Crolla l’efficientamento energetico 

Con i cambi di regole in corsa e l’annunciata riduzione delle detrazioni previste dal Superbonus, già nel 2023 si è verificata una notevole flessione degli investimenti nelle varie tecniche di efficientamento energetico degli edifici. Rispetto al 2022, infatti, è crollata la richiesta di installazione di impianti rinnovabili, come pannelli fotovoltaici (-57%) e solari (-34%). In netta flessione anche i riscaldamenti a pavimento (-39%) e le stufe a pellet (-35%). Calano anche le richieste di rifacimento delle facciate (-10% rispetto al 2022 e -53% rispetto al 2021).

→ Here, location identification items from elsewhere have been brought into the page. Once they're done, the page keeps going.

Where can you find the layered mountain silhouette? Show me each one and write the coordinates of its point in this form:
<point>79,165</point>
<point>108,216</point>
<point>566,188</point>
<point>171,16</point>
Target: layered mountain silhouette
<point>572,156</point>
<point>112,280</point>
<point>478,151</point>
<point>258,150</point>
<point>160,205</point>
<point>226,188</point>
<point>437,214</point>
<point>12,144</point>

Le tecnologie più apprezzate

Ci sono però alcune tecnologie di efficientamento energetico degli edifici che, nonostante lo stop al Superbonus 110%, continuano ad essere molto apprezzate e richieste dagli italiani. La prima è senza dubbio la domotica: nel 2023, rispetto all’anno precedente, è aumentata del 38% la richiesta di impianti che consentono da remoto il controllo dei sistemi di riscaldamento e raffreddamento, l’illuminazione della casa e l’automatizzazione di finestre, tapparelle e tende da sole. Secondo ProntoPro, una gestione intelligente degli impianti tramite la domotica può consentire un risparmio in bolletta del 25%.

Caldaie e scaldabagni 

Discorso a parte meritano caldaie e scaldabagni. Impianti più recenti garantiscono una maggiore efficienza ed un maggiore risparmio energetico. Nel 2023, sono aumentate del 18% le richieste di sostituzione o installazione di nuovi apparecchi e dell’11% quelle di manutenzione o revisione. Gli italiani preferiscono nettamente (77,61%) le caldaie a metano, seguite dalle pompe di calore elettriche (11,98%). Impianti particolarmente energivori, che garantiscono il risparmio in bolletta solo se abbinati ad un impianto fotovoltaico.
Discorso analogo per gli scaldabagni: le richieste di installazione di nuovi sono aumentate dell’11%, quelle di manutenzione o revisione del 7%.

I costi 

Lo stop al Superbonus continuerà a impattare sull’efficienza energetica degli edifici per un motivo molto semplice: i costi elevati. La revisione obbligatoria (biennale) della caldaia costa mediamente 80 euro e, secondo ProntoPro, è bene programmare controlli annuali, poiché un’uscita in emergenza dei tecnici costa circa il 15% in più rispetto ad un appuntamento concordato in anticipo.
Gli esperti, in caso di installazione di una nuova caldaia, consigliano quella a condensazione, che ricicla il vapore senza disperderlo e lo utilizza per produrre acqua calda. I vantaggi sono molteplici: risparmi in bolletta mediamente del 20%, basse emissioni inquinanti e una maggiore efficienza energetica. Il costo complessivo dell’installazione di un nuovo impianto, tuttavia, è pari a circa 2000 euro.
Sostituire gli infissi ha un costo a seconda dei materiali: più economiche le finestre in PVC (fino a 250 euro al pezzo) rispetto a quelle in legno (costo medio 500 euro a infisso). I costi di posa, che includono anche lo smaltimento delle vecchie finestre, si aggirano intorno ai 100 euro.
Se gli impianti fotovoltaici costano mediamente 2000 euro a Kilowatt, quelli domotici possono costare dai 5000 euro in su.
Ancora più variabile il costo del cappotto termico: i prezzi totali variano tra i 50 e i 100 euro al metro quadro e variano in base al tipo di isolante scelto, alla superficie da coprire e alla località.